The burning of Brazil

When I was an undergrad­uate at Brown University, I took a class on Colonial Latin America. An exceptionally brilliant professor, R. Douglas Cope, taught the class. Method­ically through the semester, we read texts describing the arrival of the Spanish from Europe, and their gradual takeover of Latin and South America. We went through the conquistadores and the encomienda system. Post-colonial theory remains trendy in anthropology and English departments—in each of which I have a Masters degrees. I am not a subscriber to the theory that all structural problems of the present are the fault of the colonial systems of the past. The Indians (of India), for one, blame the British a lot for their social problems while under-examining their own roles in the poor state of affairs of their nation.

At the same time, it is hard to deny that many of the social problems of our day and age does stem from European colonial­ism, and the way the colonialists used savage methods to suppress and decimate the people and the lands they colonized. Indigenous people were brutally murdered in mass so the lands they had lived on for centuries could be turned to farmland and grazing land for the settlers. I wonder how much of North America’s landscape is “natural,” and how much of it has been changed by the hands of the white man. I also wonder how many of the current hurricanes and torna­does that the US experiences are man-made.

Vast farmland, aerated by tox­ic pesticides and nurtured only by chemical fertilizers, cover the middle of the US. I travelled through Iowa during a cross-coun­try trip in the early 90s. Long lines of corn that had been planted in precise lines, zipping by our eyes for days. Fallow land looked like the surface of the moon—nothing grew on them, not a single speck of weed, no moss, no fern, no fungi. No bees buzzed, no but­terflies flew. There were no soy­beans and pumpkins climbing the corn plants, as in the Three Sisters method of planting practiced by indigenous tribes.

Nothing else interrupted the landscape, except an occasion­al mammoth tractor or truck in the horizon. The landscape was anything but natural. Did these vast plains in the middle of the continent contain massive for­ests before? Did CO2 and oxygen circulate differently, leading to more stable weather patterns? It is hard to know how much the hand of the European settlers have changed the landscape and the weather in North America.

We thought the devastation of indigenous people and their lands was over, that we now lived in civilized, democratic countries with human rights. Then along came Jair Bolsonaro, Brazil’s new­est President. And in his actions we can see all of European colo­nial and imperial history as if it’s happening in front of our eyes. The Amazon has been set on fire. South America will burn to ashes, and be replaced with beef farms and soybean plantations to feed cattle in Europe, China, and emerging economies.
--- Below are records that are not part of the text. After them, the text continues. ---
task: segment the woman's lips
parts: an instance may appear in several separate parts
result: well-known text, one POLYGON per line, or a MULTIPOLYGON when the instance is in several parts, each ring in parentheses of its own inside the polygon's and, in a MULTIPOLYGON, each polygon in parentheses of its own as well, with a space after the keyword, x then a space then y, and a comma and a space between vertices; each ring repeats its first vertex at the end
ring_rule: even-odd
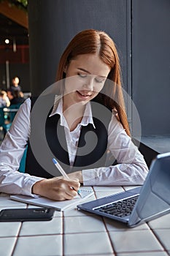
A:
POLYGON ((85 99, 91 97, 91 95, 92 95, 91 93, 88 93, 88 92, 81 91, 77 91, 77 92, 79 94, 79 96, 80 96, 82 98, 85 98, 85 99))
People all over the world, acute­ly aware of the climate crisis, are horrified and devastated by these actions. And yet Western democ­racy says we must let this ecocide megalomaniac play out his course of action. Nothing can stop him, because the holy strictures of European democracy is so sacred he must be allowed to burn and slaughter through the last remain­ing old-growth forests of the plan­et for a terra nulla future in Brazil.
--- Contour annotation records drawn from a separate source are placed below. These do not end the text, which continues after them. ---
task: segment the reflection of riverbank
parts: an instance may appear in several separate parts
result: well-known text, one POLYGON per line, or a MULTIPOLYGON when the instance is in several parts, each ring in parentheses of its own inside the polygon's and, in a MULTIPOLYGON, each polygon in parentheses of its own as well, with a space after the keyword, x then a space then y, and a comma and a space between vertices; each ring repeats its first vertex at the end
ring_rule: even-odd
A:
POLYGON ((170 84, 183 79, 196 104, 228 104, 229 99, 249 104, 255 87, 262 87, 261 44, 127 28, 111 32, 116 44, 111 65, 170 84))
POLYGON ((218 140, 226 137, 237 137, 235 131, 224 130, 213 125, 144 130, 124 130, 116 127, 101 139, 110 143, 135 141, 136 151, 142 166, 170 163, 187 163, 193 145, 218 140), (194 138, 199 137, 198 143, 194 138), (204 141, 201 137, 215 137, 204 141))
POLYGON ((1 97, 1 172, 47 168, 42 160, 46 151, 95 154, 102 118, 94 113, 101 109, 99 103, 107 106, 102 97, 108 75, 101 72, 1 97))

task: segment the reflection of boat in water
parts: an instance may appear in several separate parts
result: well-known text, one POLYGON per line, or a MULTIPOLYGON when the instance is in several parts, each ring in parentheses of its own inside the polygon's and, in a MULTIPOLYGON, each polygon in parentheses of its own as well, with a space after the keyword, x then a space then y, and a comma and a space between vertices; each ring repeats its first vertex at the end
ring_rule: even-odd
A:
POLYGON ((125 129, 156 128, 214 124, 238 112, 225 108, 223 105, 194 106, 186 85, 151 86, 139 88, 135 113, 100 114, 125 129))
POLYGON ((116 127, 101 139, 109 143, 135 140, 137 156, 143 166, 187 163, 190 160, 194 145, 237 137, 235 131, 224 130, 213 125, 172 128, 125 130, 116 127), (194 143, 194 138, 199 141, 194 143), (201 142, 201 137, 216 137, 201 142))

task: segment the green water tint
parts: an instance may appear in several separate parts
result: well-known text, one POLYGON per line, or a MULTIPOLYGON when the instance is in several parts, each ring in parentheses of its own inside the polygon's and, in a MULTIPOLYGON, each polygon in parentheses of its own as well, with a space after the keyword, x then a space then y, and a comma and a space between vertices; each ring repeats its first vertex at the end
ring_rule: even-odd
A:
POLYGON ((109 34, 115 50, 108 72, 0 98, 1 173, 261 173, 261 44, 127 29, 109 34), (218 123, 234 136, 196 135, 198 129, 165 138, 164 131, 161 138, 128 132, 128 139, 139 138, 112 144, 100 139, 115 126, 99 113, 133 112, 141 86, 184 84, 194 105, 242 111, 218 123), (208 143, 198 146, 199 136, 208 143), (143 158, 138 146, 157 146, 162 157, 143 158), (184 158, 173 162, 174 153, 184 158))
Protesting beef is tagged as a BJP activity in the subcontinent. But one can no longer ignore that the Hindus had a point when they resisted the eating of beef as an unethical and immoral activity. If life itself is going to be snuffed out in this planet due to people’s appetite for beef, how can we view this eating as ethical and moral?
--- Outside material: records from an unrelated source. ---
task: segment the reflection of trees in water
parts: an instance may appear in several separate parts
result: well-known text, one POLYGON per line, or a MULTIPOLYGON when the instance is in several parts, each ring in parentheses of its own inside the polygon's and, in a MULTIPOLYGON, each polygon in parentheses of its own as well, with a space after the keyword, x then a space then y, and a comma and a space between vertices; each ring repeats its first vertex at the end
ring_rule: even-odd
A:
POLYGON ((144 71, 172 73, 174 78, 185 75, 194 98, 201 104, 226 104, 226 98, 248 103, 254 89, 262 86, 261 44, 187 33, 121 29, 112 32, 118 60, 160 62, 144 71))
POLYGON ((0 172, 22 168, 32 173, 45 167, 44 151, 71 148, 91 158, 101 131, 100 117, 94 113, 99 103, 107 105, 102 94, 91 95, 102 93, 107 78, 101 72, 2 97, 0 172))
I visited Brazil in 2005 to attend a conference on migration, and later visited the World Social Forum at Porte Allegre. Lula was the much loved President of Bra­zil. When he showed up at the forum, people surrounded him and showered him with love. There was a feeling of peace and love in the air, if such things can be felt.

Later I ended up in a Vipassana center in the hills around Rio. I was relegated to the dish-wash­ing with an indigenous Peruvi­an man, while the white people cooked. I didn’t like the division of labor or the way race played out in what should have been a race-neutral space of Buddhist practice. Back in Rio, I saw black people living in immense poverty side by side huge wealth. I didn’t like that either.

On another memorable occa­sion, I thought I’d take the bus to Copacabana beach. I was about to step off the bus saying: ‘Copaca­bana?’ with a bright smile when a tired looking indigenous woman wrapped her arms around me in a bear hug and screamed: ‘No!’ She wouldn’t let me go till the bus had arrived at a safe neighbor­hood and I was out of the favelas. Brazil was riven with violence, race inequality and class injus­tice—the feeling was palpable.

How the world responds to the apocalyptic devastation of Brazil now will be a test not just of our commitment to climate change, but also to our ideas of fairness and equality. This is the moment to seriously redress environmen­tal and racial injustice.